Beitragvon Amanita » 07.07.2012, 11:07

genau: adoptiert

Niko

Beitragvon Niko » 07.07.2012, 11:27

diese möglichkeit kamm mir natürlich erst. aber habe sie wieder verworfen.
Angenommen


Jedesmal frage ich mich,
welche der beiden Mütter mir
zur Stunde die Torte schmückt,
Eisenhutblüten sammelt,

ich lese darin zwei musen, zwischen denen lyrich hin-und hergerissen ist. torte schmücken als bekränzen des lyrichs, es hervorheben. was ein schreiben, malen, singen - was auch immer - ja mit einem selbst macht. eisenhutblüten stehen für verbotene liebe und als blume der rache - auch das passt ins bild für mich. die instrumentalisierte kunst um rache zu üben. eine kunst, die vielleicht (brotlose kunst) von kindheit an nicht geduldet wurde.

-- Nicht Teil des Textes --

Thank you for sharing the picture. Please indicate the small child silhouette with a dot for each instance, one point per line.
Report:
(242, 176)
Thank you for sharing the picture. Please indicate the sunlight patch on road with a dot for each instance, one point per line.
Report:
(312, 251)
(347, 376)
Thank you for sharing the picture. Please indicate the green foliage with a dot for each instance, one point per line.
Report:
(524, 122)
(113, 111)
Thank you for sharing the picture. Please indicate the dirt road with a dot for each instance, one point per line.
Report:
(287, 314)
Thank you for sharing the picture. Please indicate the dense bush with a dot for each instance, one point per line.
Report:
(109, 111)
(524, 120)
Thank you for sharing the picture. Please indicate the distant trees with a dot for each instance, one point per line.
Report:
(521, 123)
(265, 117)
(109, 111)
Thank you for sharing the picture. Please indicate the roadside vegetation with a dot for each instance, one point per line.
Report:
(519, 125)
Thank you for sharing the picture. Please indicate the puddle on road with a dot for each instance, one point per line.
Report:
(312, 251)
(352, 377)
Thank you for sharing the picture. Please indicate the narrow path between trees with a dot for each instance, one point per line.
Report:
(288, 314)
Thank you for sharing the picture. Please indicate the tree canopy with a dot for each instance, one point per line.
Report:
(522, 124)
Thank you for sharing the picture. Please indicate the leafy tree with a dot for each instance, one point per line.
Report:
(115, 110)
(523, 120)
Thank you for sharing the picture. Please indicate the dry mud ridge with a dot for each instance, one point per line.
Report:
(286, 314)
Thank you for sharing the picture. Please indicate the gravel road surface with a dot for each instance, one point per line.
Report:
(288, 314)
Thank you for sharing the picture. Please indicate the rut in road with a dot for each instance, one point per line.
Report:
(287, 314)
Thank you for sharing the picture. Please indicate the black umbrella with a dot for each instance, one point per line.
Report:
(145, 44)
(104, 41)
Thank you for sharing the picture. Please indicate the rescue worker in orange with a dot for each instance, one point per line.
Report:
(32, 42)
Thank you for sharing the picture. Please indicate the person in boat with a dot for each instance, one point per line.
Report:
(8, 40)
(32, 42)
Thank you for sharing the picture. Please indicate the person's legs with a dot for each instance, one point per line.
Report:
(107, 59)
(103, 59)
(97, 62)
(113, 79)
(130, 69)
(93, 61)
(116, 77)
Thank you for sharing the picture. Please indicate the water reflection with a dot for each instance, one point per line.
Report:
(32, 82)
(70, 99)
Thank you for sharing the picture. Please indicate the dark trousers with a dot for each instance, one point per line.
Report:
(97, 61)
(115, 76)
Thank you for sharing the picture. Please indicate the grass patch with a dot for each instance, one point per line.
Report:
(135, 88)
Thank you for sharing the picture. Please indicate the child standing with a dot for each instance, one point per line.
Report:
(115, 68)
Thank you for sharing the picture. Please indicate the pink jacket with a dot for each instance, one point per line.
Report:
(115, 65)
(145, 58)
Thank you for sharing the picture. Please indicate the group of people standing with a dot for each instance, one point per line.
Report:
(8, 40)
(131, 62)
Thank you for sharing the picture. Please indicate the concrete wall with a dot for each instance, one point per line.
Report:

Namen verschenkt aus träufelnder Liebe,
Abwesenheit in mein Leben schichtet
und süßredet.

kunst als ausdruck von liebe, die man vielleicht nirgendwo offener und doch versteckt genug zeigen kann, wie durch ein bild, ein gedicht, durch musik...... sie wird vermisst, weil sie nicht abrufbar ist und oft genug (gerade dann, wenn man meint, sie zu brauchen) durch abwesenheit glänzt.

Ich schwanke so oft:
zwischen kunstvollem Brotstück
und ranzigem Kuchen.

kunstvolles brot versus ranziger kuchen. das eine ist zb. auftragswerke. kunst, die man macht um den lebensunterhalt zu sichern. der ranzige kuchen - mich erinnert das an mein subjektives empfinden über mein eigenes schreiben und singen - es ist nie gut genug.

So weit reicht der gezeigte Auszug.